Designing a chair is every industrial designer’s dream. Like designing a knife or bowl, a chair is one of the fundamental objects of human existence. It has every element to challenge a designer’s maturity, skill, and knowledge.
The object has a clear function: situate the body in a seated position at a height and posture that is ergonomically correct for the task at hand.
It has aesthetic properties: choices about material, shape, pattern, color, texture, and adornment inform both the chair’s use and the experience one has with it in relation to the environment in which it is placed. It also offers an aesthetic complement to the sitter, who completes the picture by being seated on the object in its environment. Just think about the picture of a person seated and you see that the object helps compose the image.
Lastly, a chair has meaning. Where the equation we hear about most is that form follows function, we know that it follows meaning, as well.
A throne is an expression and representation of power and authority. A farmer’s milking stool, while certainly designed for function, is somehow naturally expresses humility and simplicity. Think about the comforting touches on a rocking chair or the whimsy in the tasseled drapery of a hammock.
That recliner speaks to a kind of rugged individuality while the barstools at an elegant lounge may be designed for youthful vigor. In fact, the perfect bar stool is designed to feel stable enough to support a slightly tipsy sitter, delicate enough to allow for quick movements on and off the seat, and invisible enough to ensure that the sitter is the star of their own particular moment.
A Thomas Chippendale chair from England or a stately silhouette makes a French Louis XIV armchair a focal point wherever they are placed and a reflection of the owner’s status. By stark contrast, more modern chairs by Ray and Charles Eames, my favorite mid-century modern designers, explored new materials and manufacturing processes that led to completely new forms and new ways of seeing oneself as “modern.” The object signaled the owner’s attitude and philosophy toward cultural newness.

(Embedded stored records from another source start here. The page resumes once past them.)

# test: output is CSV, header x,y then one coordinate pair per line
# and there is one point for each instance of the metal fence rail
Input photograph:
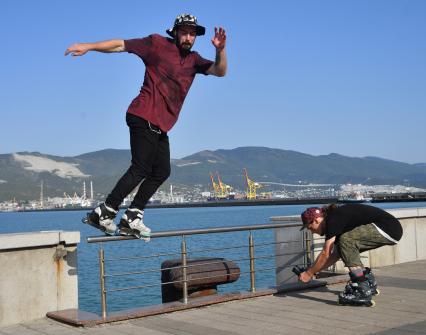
x,y
183,256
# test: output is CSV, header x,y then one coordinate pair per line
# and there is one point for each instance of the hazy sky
x,y
312,76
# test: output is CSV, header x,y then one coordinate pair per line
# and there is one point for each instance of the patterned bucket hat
x,y
186,20
309,215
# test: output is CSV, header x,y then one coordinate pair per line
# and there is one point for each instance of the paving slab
x,y
399,310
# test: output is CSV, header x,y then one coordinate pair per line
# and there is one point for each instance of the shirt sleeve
x,y
202,64
139,46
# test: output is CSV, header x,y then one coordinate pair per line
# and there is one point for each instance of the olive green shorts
x,y
359,239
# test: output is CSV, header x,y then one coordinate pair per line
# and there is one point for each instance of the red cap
x,y
310,214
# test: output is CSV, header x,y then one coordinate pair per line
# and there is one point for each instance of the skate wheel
x,y
372,303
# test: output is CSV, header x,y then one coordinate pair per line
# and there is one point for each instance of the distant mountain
x,y
21,173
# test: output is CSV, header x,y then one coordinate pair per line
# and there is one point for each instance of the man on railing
x,y
349,230
170,69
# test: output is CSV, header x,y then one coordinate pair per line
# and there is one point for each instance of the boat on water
x,y
356,198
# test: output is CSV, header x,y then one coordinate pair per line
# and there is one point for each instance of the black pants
x,y
150,163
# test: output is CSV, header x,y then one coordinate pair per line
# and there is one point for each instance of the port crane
x,y
220,189
251,186
225,190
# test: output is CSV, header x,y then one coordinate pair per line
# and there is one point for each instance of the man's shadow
x,y
300,294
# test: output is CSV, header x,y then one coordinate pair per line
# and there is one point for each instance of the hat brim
x,y
199,30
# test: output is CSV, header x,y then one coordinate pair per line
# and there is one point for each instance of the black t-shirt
x,y
347,217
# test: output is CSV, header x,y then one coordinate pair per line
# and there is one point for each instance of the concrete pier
x,y
399,310
38,273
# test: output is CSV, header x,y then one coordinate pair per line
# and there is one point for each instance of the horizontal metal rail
x,y
187,278
171,233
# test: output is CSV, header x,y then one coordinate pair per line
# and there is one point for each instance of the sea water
x,y
232,246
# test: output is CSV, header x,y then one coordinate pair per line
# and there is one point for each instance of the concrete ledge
x,y
38,274
38,239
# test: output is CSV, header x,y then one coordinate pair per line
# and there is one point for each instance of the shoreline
x,y
242,202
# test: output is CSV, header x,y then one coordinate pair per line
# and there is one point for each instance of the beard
x,y
186,46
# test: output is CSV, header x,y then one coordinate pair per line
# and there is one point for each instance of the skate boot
x,y
371,281
131,224
102,218
357,293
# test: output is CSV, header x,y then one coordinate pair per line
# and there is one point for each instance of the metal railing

There are millions of chair designs that when well-designed tell stories about their place in history. At this moment, designers are challenged to produce new ideas for the chairs that tell the story of this time. For designers, difficulty is a catalyst for design so I feel certain that there are dozens, if not hundreds, of design prototypes underway to address the challenges of the seated position. So even as many designers are addressing the more acute complexities of this moment, designers should also feel empowered to go back to basics and design the next great chair for our times.

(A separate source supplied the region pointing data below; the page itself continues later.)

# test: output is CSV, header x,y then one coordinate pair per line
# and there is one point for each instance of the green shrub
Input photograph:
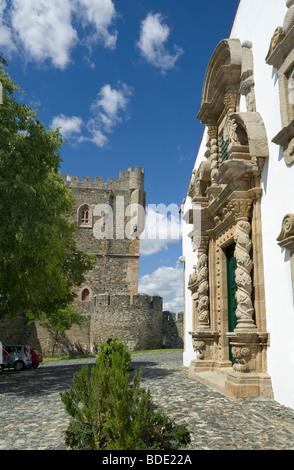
x,y
108,413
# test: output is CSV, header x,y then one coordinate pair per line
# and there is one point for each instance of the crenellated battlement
x,y
140,301
128,180
137,321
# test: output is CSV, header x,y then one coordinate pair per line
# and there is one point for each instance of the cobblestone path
x,y
32,416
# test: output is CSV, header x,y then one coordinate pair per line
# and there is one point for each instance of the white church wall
x,y
190,260
256,22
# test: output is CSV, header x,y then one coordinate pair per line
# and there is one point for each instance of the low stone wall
x,y
137,324
140,324
173,330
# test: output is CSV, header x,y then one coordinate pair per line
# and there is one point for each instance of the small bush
x,y
109,413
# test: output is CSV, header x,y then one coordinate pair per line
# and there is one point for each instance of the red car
x,y
37,357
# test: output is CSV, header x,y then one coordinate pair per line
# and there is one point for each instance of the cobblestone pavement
x,y
32,415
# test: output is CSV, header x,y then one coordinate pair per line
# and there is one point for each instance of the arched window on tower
x,y
85,295
84,216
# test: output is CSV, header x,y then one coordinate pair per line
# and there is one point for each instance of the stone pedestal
x,y
247,379
203,343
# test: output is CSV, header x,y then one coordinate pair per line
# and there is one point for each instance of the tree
x,y
39,261
109,414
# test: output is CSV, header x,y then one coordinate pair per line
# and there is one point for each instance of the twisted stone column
x,y
245,310
213,157
202,284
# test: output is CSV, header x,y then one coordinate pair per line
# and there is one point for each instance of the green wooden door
x,y
232,289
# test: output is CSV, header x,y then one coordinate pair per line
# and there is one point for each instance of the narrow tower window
x,y
85,295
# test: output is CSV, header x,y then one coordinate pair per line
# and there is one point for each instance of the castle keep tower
x,y
110,219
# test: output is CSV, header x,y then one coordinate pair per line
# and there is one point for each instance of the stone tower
x,y
110,219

Personally, I’m looking forward the ruggedness of a barber’s chair, the spare utility of train seat, the hominess of a restaurant booth and the eagerness of a theater seat. Each one is designed — more or less perfectly — for its particular use. But I’m also crafting my own responses to this moment by sketching chairs and thinking about the possibilities for something we haven’t yet seen.
I’m sure it will tell the story of this time. I hope that it will allow sitters to feel comfortable and comforted in this time. That they will reflect the functional demands and aesthetic possibilities of this moment. I’m sure the story our new chairs tell will reflect this moment in our lives, as we spend long days at home making new stories for our time.